Purification and characterization of fructose-1,6-bisphosphatase from bovine brain

Fructose-1,6-bisphosphatase from bovine brain tissue has been purified to near homogeneity. This enzyme is similar to other mammalian fructose-1,6-bisphosphatases in many respects, and its properties are distinctly different from those reported for the enzyme from rat brain [A. L. Majumder and F. Eisenberg (1977) Proc. Natl Acad. Sci. USA 74, 3222-3225;S. Chattoraj and A. L. Majumder (1986) Biochem. Biophys. Res. Commun.139, 571-580]. The bovine enzyme (sp act 4, pH ratio ( 7.5 9.6) = 3.6) has a pH optimum of 7.5. The K_m is 2 μm.
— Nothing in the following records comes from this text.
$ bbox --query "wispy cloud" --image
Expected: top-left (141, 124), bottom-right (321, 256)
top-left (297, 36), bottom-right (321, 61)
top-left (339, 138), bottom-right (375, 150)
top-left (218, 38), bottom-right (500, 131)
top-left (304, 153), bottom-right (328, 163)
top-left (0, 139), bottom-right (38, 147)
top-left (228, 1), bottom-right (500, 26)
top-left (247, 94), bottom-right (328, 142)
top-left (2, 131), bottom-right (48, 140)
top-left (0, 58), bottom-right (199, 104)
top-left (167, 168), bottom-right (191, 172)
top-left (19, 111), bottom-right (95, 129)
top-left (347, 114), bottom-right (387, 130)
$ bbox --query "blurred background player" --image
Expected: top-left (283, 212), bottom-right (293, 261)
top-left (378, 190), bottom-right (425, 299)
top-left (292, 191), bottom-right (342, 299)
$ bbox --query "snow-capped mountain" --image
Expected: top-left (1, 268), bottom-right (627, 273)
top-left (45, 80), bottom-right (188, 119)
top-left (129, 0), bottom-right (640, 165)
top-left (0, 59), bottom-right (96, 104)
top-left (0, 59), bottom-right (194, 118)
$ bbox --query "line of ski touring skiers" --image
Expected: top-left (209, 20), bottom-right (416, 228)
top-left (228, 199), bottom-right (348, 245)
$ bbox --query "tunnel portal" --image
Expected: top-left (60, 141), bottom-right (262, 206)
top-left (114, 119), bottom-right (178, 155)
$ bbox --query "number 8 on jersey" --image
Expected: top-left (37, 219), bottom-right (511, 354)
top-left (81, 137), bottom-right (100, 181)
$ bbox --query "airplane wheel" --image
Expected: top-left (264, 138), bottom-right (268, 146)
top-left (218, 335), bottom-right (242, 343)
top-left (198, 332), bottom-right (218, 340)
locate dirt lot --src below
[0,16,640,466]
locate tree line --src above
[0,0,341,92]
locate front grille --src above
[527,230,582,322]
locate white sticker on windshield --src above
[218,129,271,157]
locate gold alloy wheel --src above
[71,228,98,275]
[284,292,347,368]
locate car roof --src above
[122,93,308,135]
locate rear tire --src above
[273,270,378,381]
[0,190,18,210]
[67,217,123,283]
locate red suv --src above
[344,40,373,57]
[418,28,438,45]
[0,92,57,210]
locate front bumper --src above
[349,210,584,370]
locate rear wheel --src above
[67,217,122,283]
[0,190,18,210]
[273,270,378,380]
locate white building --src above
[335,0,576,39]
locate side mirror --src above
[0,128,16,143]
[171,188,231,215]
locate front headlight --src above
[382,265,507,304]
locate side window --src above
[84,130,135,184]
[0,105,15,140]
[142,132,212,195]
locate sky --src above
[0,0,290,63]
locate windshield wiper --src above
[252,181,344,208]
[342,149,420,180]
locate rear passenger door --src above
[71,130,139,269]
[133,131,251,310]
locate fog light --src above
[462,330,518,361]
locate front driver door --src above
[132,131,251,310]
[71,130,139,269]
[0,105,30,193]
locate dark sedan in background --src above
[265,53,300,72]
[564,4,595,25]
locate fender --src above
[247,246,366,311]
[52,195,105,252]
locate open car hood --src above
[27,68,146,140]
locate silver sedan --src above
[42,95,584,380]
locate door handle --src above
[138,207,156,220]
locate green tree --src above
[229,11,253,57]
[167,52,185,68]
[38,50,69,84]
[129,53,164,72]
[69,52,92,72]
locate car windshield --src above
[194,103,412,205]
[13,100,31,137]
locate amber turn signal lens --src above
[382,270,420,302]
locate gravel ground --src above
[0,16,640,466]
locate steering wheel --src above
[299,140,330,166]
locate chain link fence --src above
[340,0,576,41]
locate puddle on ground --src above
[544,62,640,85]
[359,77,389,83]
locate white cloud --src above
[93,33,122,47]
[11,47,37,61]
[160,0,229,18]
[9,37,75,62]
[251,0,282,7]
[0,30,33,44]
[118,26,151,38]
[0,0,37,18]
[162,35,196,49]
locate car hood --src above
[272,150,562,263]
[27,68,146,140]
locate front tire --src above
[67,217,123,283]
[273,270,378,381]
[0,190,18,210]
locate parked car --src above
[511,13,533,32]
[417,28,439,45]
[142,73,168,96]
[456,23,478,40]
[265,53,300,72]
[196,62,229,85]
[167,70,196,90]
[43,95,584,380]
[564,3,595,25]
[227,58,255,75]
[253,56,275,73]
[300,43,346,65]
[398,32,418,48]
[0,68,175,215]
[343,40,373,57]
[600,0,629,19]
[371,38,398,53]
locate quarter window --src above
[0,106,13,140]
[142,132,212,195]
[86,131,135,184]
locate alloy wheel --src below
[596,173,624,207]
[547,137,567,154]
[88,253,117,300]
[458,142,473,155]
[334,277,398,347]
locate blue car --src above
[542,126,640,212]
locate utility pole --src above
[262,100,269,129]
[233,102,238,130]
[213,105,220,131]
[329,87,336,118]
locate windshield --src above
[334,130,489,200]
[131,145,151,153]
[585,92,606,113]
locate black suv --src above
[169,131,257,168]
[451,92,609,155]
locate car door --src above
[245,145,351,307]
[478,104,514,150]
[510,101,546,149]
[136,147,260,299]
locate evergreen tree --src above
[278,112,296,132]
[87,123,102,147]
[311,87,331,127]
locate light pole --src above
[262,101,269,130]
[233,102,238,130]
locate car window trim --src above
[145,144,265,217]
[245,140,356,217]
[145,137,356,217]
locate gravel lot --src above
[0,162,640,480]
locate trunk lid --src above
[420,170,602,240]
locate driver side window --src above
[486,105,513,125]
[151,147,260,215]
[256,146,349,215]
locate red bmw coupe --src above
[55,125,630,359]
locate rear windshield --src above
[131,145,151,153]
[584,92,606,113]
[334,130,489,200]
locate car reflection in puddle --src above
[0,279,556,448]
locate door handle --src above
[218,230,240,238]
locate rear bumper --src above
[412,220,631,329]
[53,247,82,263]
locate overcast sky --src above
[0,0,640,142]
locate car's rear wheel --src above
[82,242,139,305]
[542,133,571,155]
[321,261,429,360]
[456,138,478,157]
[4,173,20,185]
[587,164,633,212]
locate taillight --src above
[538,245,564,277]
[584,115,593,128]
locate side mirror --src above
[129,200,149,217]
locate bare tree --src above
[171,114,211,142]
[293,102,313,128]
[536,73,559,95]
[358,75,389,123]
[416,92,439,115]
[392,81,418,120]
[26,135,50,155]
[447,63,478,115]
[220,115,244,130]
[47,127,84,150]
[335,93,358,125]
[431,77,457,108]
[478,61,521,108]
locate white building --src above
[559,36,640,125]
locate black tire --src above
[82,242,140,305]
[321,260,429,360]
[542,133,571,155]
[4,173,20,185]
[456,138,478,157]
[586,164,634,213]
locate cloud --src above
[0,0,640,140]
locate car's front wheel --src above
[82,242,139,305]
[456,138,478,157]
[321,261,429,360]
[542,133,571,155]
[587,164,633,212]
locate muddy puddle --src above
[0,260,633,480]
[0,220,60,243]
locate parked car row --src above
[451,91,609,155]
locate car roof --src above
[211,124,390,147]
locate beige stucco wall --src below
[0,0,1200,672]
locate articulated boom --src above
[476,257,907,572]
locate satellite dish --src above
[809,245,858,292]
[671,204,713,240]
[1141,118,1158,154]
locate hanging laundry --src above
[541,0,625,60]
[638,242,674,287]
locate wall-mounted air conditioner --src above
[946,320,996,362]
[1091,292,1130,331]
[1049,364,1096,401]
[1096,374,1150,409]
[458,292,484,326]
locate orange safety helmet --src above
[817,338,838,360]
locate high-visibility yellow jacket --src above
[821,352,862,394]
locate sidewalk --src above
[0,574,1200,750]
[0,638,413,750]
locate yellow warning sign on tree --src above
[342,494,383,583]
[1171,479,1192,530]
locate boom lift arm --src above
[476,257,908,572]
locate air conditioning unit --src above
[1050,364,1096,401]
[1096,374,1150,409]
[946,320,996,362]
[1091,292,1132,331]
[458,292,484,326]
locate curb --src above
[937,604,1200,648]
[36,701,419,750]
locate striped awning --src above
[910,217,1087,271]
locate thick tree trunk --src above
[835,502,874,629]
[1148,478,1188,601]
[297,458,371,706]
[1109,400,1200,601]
Divalent metal ion is required for activity, and V_max is obtained at either 4 mm Mg²⁺ or 0.3 mm Mn²⁺. Fructose 2,6-bisphosphate is a competitive inhibitor (K_i = 0.07 μM), and AMP a noncompetitive inhibitor (k_is = 24 μM, K_ii = 10 μM) of bovine brain fructose-1,6-bisphosphatase. The enzyme activity is enhanced by small amounts of EDTA relative to metal, and AMP inhibits fructose-1,6-bisphosphatase in either the presence or absence of the metal chelator; however, AMP is more effective in the absence of EDTA.